The same bill had caused controversy in 2006, when specialists and ISPs reacted against the proposal of obligatory identification measures directed at Internet users for any operation requiring interactivity, such as sending e-mails, on grounds that it would bureaucratize the net.

The text has been changed, but new questions are being raised. The brief written by FGV’s professors claims that articles 285-A and 285-B, establishing new crimes against the security of information systems, cover trivial acts committed by millions of people on the Internet, creating an instrument of “mass criminalization.”

Article 285-A qualifies as a crime – punished with 1 to three months [sic – actually years] of imprisonment and a fine – to “access computer networks, communication devices or information systems without prior authorization of the legitimate owner, when required”.

According to Ronaldo Lemos, director of the Center for Technology and Society at FGV, people could be condemned for disobeying terms of use drafted by private parties.

“Each ’legitimate owner’ decides which are the terms of the authorization, and is granted the power of determining the content of criminal law. Violations now occur according to subjective conditions and specific interests, giving room to abuse”

MP3

According to Ronaldo Lemos, by referring to “computer networks”, “communication devices” and “information systems”, the draft law covers not only computers, but also MP3 players, cell phones, DVD players, software systems and even digital TV set-top boxes, not to mention websites. Following this line of reasoning, the bill would cover even the act of unblocking a cell phone.

The professors claim that no country criminalizes access to information on the Internet in such broad fashion. “The closest legislation to what is being proposed here is the one passed in the USA, which criminalizes the act of circumventing technological protection measures. But no law has criminalized access itself,” mentions the brief.

Article 285-B qualifies as a crime – also punished with 1 to 3 years of imprisonment and a fine – “to obtain or transfer data or information” without prior authorization of the legitimate owner.

The professors propose the exclusion or amendment of the text of two articles of the draft law.

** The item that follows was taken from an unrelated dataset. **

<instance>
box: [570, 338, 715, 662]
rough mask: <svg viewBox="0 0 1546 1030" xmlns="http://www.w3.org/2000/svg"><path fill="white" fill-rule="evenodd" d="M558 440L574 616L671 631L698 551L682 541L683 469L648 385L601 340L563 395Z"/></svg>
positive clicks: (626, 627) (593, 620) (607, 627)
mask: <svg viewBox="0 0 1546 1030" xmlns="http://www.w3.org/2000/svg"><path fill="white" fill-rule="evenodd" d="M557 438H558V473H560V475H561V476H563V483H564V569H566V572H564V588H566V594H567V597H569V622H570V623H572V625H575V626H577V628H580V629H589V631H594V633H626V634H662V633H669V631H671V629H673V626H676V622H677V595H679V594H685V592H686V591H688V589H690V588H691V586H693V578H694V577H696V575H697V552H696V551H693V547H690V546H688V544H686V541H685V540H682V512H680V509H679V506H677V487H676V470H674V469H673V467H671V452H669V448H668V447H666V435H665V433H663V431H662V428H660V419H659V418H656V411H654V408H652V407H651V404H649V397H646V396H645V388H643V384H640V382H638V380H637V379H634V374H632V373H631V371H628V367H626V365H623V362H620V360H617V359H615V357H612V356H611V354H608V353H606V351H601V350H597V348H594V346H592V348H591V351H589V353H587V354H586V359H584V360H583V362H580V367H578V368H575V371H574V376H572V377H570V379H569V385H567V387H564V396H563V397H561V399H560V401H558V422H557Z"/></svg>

They suggest that the access and transference of information on the Internet be considered a crime only if fraud or “unlawful advantages” are involved.

SURVEILLANCE

Another article from the draft law – article 22 – is also being targeted by ISPs and the law professors. It imposes an obligation to ISPs requiring them to secretly inform authorities of any suspicion of criminal activity of which they acquire knowledge.

According to the professors, the article creates a system of private surveillance and finger-pointing affecting every net user, since ISPs will be obliged to communicate cases in which – according to their own convictions – there would be potentially criminal activity.